Before attending the Family Institute in its early years, she had only a bachelor’s degree in humanities, yet she was working as a relationship coach and Imago marriage therapist. After writing her first book, Levitan felt she’d hit a ceiling and decided to earn a master’s degree in clinical sociology through the Family Institute’s arrangement at that time with the University of North Texas.
“That opened so many doors,” she says. “I’d been working with couples and as a matchmaker, but I was piecing stuff together. Now I had full, solid training as a proper therapist. From there, I did further trainings with major couples counseling experts and did trauma training as well; often couples aren’t communicating because there is trauma getting in the way.”
Levitan says her clients come from the National Religious, haredi, and secular worlds in Israel and abroad.
“When Dr. Levitz started out, he was really swimming upstream. Now, largely thanks to him, there is so much more awareness and willingness to seek therapy – not enough, but night and day from what it was.”
Nikop, too, works with a diverse group of clients, though he personally identifies as haredi.
“It’s kind of refreshing to meet with people who have a different worldview.

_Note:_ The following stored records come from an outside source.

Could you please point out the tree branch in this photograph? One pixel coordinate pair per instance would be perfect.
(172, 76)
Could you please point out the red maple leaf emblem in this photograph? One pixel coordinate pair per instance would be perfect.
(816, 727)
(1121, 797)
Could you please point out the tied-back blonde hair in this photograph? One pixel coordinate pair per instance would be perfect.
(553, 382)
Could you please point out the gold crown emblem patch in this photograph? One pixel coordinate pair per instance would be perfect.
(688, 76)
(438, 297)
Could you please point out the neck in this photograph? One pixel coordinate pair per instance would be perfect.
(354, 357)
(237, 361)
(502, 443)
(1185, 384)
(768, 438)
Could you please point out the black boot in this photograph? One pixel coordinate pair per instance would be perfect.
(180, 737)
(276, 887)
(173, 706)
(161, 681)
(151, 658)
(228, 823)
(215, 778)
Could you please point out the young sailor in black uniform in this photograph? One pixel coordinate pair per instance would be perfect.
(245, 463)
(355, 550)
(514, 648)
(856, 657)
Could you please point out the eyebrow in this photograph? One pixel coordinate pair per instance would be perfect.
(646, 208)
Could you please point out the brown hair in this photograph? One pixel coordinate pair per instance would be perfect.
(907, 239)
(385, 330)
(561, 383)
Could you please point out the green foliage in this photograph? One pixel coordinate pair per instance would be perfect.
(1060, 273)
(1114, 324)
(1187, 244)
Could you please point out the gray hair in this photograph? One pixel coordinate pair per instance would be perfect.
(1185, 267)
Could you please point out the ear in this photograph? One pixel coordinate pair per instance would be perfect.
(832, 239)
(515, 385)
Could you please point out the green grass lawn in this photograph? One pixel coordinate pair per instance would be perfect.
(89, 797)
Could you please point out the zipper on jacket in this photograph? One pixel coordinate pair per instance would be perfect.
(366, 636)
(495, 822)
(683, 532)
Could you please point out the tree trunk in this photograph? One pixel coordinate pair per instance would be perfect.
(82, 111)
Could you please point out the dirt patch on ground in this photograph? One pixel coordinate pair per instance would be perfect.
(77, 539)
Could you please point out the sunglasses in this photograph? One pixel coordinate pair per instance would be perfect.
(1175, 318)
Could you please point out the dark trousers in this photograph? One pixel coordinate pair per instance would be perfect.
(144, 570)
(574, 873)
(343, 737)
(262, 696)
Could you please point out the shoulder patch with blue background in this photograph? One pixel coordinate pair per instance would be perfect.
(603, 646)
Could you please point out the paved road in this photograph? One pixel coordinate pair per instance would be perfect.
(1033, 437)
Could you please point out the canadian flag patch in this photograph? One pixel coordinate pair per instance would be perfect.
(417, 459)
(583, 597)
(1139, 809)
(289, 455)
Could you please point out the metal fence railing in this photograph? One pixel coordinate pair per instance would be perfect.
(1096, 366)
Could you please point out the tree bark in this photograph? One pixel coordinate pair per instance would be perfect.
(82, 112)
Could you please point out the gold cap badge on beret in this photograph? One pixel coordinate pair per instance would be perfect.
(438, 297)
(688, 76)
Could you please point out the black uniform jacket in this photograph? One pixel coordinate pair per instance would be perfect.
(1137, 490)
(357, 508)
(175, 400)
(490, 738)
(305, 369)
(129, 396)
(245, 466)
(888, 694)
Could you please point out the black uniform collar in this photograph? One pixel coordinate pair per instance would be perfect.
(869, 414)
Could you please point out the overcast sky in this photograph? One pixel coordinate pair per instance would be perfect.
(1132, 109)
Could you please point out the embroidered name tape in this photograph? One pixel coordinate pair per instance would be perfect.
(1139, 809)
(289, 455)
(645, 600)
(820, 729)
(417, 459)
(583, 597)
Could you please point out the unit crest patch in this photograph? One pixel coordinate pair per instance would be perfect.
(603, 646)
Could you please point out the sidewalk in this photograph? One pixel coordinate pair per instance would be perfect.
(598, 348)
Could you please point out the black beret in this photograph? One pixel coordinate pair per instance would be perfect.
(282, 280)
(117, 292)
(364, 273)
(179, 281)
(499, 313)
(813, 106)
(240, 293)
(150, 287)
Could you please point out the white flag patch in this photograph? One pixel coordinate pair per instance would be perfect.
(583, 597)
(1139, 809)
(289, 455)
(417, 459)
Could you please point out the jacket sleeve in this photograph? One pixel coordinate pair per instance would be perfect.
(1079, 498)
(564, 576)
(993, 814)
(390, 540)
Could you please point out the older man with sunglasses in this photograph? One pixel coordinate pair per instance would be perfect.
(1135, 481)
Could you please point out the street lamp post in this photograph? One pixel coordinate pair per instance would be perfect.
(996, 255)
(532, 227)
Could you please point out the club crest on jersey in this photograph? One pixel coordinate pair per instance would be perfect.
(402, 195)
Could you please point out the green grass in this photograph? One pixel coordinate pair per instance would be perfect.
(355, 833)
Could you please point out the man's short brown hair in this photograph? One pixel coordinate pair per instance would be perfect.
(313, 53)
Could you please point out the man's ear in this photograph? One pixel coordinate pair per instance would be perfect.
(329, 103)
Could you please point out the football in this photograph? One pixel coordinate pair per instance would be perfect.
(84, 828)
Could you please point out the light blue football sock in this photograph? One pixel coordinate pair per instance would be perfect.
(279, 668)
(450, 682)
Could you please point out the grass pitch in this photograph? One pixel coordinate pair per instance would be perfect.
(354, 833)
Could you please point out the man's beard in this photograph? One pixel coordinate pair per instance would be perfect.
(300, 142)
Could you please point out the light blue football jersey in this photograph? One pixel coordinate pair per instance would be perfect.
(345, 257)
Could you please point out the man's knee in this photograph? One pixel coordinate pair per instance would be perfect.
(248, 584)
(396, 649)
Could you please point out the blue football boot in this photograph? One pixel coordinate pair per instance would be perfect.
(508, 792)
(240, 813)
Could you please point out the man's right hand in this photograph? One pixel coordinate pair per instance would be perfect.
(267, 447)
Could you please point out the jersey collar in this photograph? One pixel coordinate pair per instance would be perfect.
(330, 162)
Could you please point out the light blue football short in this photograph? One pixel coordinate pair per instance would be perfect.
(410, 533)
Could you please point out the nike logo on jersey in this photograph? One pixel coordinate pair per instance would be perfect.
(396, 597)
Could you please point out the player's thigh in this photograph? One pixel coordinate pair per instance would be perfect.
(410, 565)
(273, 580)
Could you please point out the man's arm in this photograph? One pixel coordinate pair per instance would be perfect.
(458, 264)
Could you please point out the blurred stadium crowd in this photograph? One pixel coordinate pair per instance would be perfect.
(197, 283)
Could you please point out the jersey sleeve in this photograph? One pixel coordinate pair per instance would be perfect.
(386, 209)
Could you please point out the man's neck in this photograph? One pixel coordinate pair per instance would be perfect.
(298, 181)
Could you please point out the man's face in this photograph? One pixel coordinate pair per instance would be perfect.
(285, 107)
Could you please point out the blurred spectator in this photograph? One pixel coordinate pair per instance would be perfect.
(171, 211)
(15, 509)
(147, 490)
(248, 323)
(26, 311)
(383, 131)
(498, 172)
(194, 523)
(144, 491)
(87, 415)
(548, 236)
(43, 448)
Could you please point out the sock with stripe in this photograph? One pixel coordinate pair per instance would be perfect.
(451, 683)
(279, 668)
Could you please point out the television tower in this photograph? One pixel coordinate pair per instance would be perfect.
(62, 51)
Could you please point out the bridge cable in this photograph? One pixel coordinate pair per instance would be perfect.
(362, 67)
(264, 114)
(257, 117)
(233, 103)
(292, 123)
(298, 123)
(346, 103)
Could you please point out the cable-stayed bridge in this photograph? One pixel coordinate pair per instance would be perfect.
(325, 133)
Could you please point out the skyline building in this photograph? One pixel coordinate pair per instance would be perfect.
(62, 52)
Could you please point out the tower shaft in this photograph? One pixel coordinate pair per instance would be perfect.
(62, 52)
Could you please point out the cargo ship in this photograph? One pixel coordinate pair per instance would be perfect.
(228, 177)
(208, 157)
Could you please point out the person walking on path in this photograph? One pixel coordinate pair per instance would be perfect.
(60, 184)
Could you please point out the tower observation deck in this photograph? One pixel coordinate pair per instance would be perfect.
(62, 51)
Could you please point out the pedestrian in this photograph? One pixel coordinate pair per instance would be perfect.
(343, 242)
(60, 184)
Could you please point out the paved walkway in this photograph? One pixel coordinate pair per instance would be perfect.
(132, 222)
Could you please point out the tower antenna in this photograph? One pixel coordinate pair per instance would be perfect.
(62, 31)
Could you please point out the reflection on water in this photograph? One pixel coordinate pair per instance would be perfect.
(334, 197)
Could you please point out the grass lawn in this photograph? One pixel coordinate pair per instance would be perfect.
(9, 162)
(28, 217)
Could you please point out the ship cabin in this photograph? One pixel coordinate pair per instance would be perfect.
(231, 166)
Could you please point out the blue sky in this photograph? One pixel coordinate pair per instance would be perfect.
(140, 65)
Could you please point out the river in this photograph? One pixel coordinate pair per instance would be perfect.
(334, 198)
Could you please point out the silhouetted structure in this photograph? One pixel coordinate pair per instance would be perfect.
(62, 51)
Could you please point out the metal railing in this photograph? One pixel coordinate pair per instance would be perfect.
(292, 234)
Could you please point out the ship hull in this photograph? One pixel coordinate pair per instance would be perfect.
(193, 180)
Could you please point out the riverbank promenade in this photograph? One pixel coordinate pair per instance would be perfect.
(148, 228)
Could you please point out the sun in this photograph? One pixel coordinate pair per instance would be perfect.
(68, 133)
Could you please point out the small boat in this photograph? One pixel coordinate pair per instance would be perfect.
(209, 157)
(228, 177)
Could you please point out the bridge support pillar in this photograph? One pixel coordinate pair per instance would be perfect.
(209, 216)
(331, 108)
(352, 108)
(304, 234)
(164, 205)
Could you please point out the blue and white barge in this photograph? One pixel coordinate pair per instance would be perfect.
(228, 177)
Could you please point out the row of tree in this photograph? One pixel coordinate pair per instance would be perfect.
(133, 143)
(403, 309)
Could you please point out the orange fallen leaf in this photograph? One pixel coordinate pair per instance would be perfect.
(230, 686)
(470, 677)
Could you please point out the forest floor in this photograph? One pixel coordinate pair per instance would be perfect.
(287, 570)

Empathy is my strong suit, so sometimes within a few minutes,clients’ defenses about working with [a haredi therapist] dissipate – even extremely secular clients or those who had bad experiences with haredim. You have to know the culture of the client, but you don’t have to identify with or agree with it. You have to ‘get’ the person,” says Nikop.
“Dr. Levitz says that when you choose to be a therapist, it’s a huge responsibility. The lives and welfare of adults and children are in your hands.”
Belzer points out that the Family Institute has offered several intervention programs since the Hamas attacks of Oct. 7, 2023. “One offered five free sessions of trauma therapy to the public provided by staff and alumni. We had six or seven workshops for therapists, educators, and the public to learn about trauma. We brought in the most professional people in the field to teach us how to intervene in various trauma situations,” he says.
“We want to be a voice in the mental health world, to bring a competent, professional voice for society.”